Dass sich der Oberste Gerichtshof plötzlich für die Ausführung der Haft zuständig erklärt hat, ist eine neue Amtsanmaßung von ihm, da er dafür nicht zuständig ist und bisher nicht war. Dahinter steht der Vorsitzende Richter des Schauprozesses Manuel Marchena, der nur unter sehr zweifelhaften Umständen auf seinen Posten gehoben wurde.

Protest am Obersten Gerichtshof in Barcelona zum Auftakt des Verfahrens gegen Mitglieder des Parlamentspräsidiums. Foto: Ralf Streck

Eigentlich sollte er sogar als Chef des Gerichtshofs und als Präsident des Kontrollrats für Justizgewalt die Justiz und den Gerichtshof sogar durch die "Hintertür" kontrollieren. Das hatte der Sprecher der ultrakonservativen Volkspartei (PP) herausposaunt, weshalb der Deal mit den Sozialdemokraten scheiterte.

In jedem demokratischen Staat hätte ein solcher Richter ausgedient, doch in Spanien durfte Marchena sogar den wichtigen Prozess durch die Vordertür kontrollieren. Dass der Menschenrechtsgerichtshof in Straßburg die Urteile bestätigt, braucht Spanien nicht zu erwarten. Es kann aber mit Verzögerungen am Verfassungsgericht dafür sorgen, wie im Fall von Otegi, die Unrechtsurteile erst gekippt werden, wenn sie komplett abgesessen sind. Marchena ist das deutlichste Exempel dafür, wie Juristen in dubiosen Verfahren auf die wichtigen Posten gehoben werden.

Deshalb mahnt die Group of States against Corruption (GRECO) des Europarates immer Reformen an. Kritisiert wird, dass Richter und Staatsanwälte gemäß "politischer Verbindungen" und nicht nach "juristischen Verdiensten und Qualifikationen" ernannt würden. Genau deshalb darf Marchena trotz seiner Amtsanmaßungen und Rechtsbeugungen weiter sein Unwesen treiben, die auch Verfassungsrechtler immer wieder anprangern. Er genießt dafür Straffreiheit wie die Richter, die Otegi und Co illegal inhaftiert haben.
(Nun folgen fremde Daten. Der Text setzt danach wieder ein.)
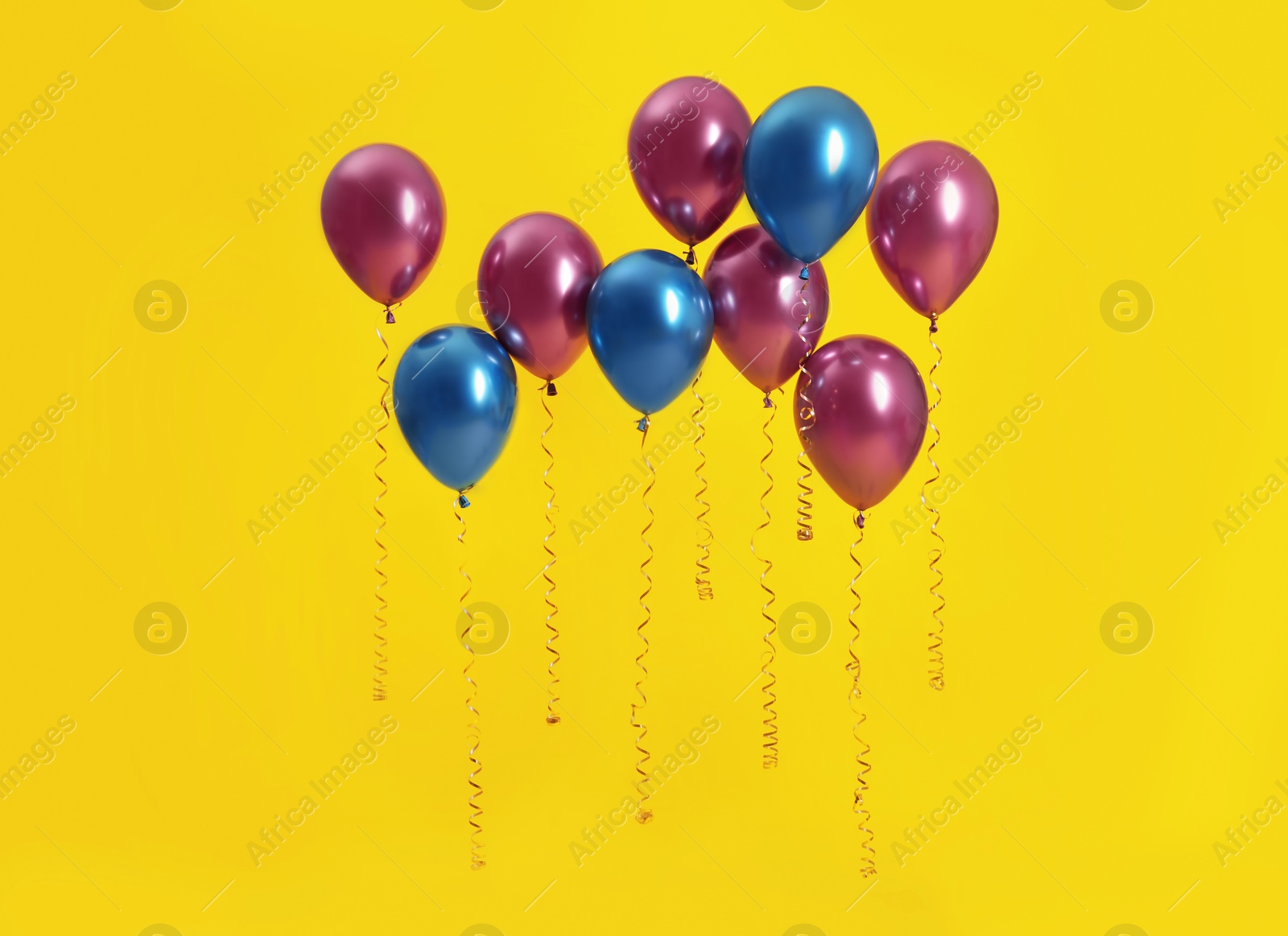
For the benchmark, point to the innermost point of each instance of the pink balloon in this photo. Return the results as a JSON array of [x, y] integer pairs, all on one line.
[[383, 215], [760, 313], [869, 416], [931, 221], [535, 278], [686, 155]]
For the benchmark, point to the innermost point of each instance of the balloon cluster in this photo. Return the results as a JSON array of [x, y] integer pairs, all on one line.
[[809, 167]]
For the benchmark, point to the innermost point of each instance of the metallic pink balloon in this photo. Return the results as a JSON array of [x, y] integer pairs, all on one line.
[[383, 215], [686, 155], [931, 221], [869, 416], [534, 282], [760, 313]]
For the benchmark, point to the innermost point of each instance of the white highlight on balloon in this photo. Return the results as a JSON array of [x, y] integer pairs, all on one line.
[[952, 201], [880, 392], [835, 151]]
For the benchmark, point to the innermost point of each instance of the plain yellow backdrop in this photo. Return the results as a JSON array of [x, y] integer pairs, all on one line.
[[167, 443]]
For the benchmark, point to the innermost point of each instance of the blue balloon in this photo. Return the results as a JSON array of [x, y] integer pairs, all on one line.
[[454, 395], [809, 169], [650, 324]]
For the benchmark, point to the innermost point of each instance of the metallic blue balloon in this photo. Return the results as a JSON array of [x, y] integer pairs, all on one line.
[[809, 169], [650, 324], [455, 395]]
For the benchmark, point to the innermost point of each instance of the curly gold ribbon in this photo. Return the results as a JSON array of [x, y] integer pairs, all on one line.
[[551, 716], [937, 553], [705, 536], [766, 658], [869, 865], [804, 517], [379, 693], [473, 732], [644, 814]]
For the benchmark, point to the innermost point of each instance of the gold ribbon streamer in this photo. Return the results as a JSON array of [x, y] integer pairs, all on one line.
[[473, 732], [705, 534], [804, 517], [379, 693], [869, 865], [644, 814], [551, 716], [937, 553], [766, 659]]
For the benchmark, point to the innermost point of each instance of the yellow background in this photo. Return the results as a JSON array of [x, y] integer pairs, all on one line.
[[145, 491]]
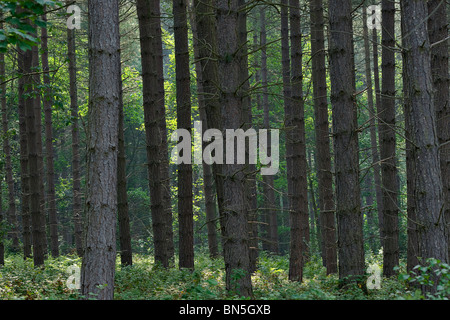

EU und Grundrechte: Der lachende Dritte ist Spanien

Die Frage, wann Europa endlich dagegen etwas unternimmt, dass Grundrechte in Spanien mit Füßen getreten werden, muss man nach dem letzten EU-Gipfel wohl nicht mehr stellen. Dabei wurde gerade die richtige Idee beerdigt, dass sich Länder für Geldzuweisungen aus Brüssel auch an das Rechtsstaatsprinzip halten müssen.

Barcelona: Auf dem Weg zum Gerichtshof. Foto: Ralf Streck

Offiziell sehen sich Polen und Ungarn als Sieger, doch der lachende Dritte ist Spanien. Die Demokratie ist in dieser Gemeinschaft längst unter die Räder gekommen. Man schaut zu, dass Spanien foltert und über Todesschwadrone morden lässt, dass Menschen verprügelt werden, die an einem Referendum teilnehmen.

Man lässt zu, dass die für lange Jahre weggesperrt werden, die eine friedliche Abstimmung ermöglicht haben, wie das in demokratischen Ländern wie Großbritannien oder Kanada normal ist. Und lässt sogar zu, dass Spanien EuGH-Urteile zu Parlamentariern missachtet. Die EU schaufelt sich in Spanien ihr eigenes Grab, sie wird mit den Vorgängen im Baskenland und Katalonien beerdigt, da man nicht einschreitet und Spanien zur Räson ruft.

Und nun wird das Land, das auch nie die Diktatur aufgearbeitet hat, in dem noch immer Zehntausende Opfer in Massengräbern liegen, auch noch mit einem Milliardensegen dafür belohnt, in der Coronakrise versagt zu haben und weiter zu versagen. In das Land sollte dagegen aber so lange kein Euro fließen, solange es sich nicht an das Rechtsstaatlichkeitsprinzip hält.